The Presto CLI supports basic authentication, so if you enabled that on the ingress (using annotations), you can have secure Presto access.
presto --server https://presto.example.com --user admin --password
Password:
presto> show catalogs;
Catalog
---------
pulsar
system
(2 rows)
Query 20200610_131641_00027_tzc7t, FINISHED, 1 node
Splits: 19 total, 19 done (100.00%)
0:01 [0 rows, 0B] [0 rows/s, 0B/s]
The chart can enable token-based authentication for your Pulsar cluster. For information on token-based authentication in Pulsar, go here.
For this to work, a number of values need to be stored in secrets prior to enabling token-based authentication. First, you need to generate a key-pair for signing the tokens using the Pulsar tokens command:
bin/pulsar tokens create-key-pair --output-private-key my-private.key --output-public-key my-public.key
Note: The names of the files used in this section match the default values in the chart. If you used different names, then you will have to update the corresponding values.
Then you need to store those keys as secrets.

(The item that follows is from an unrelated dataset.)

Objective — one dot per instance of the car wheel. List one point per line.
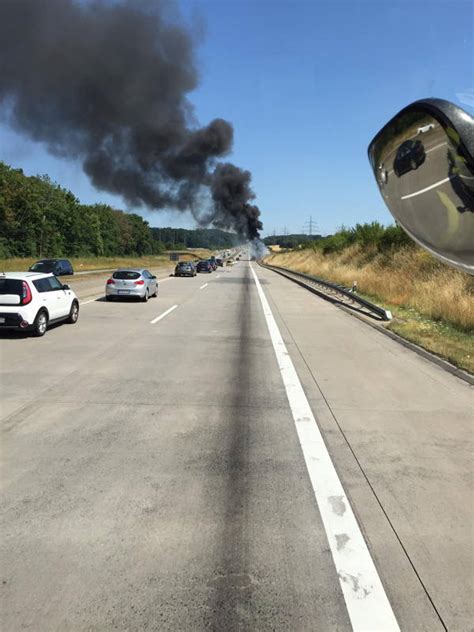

kubectl create secret generic token-private-key \
--from-file=my-private.key \
--namespace pulsar
kubectl create secret generic token-public-key \
--from-file=my-public.key \
--namespace pulsar
Using those keys, generate tokens with subjects(roles):
bin/pulsar tokens create --private-key file:///pulsar/token-private-key/my-private.key --subject <subject>
You need to generate tokens with the following subjects:
- admin
- superuser
- proxy
- websocket (only required if using the standalone WebSocket proxy)
Once you have created those tokens, add each as a secret:
kubectl create secret generic token-<subject> \
--from-file=<subject>.jwt \
--namespace pulsar
Once you have created the required secrets, you can enable token-based authentication with this setting in the values:
enableTokenAuth: yes
To use TLS, you must first create a certificate and store it in the secret defined by tlsSecretName
.
You can create the certificate like this:
kubectl create secret tls <tlsSecretName> --key <keyFile> --cert <certFile>
The resulting secret will be of type kubernetes.io/tls. The key should not be in PKCS 8 format even though that is the format used by Pulsar. The format will be converted by chart to PKCS 8.
You can also specify the certificate information directly in the values:
# secrets:
# key: |
# certificate: |
# caCertificate: |
This is useful if you are using a self-signed certificate.
For automated handling of publicly signed certificates, you can use a tool such as cert-manager. The following page describes how to set up cert-manager in AWS.
Once you have created the secrets that store the cerficate info (or specified it in the values), you can enable TLS in the values:
enableTls: yes
To avoid unnecessary and frequent Prometheus chart upgrades, please pull the same chart version so that kube-prometheus-stack won't be upgraded unnecessarily.
helm pull prometheus-community/kube-prometheus-stack --version 12.12.2
helm dependency update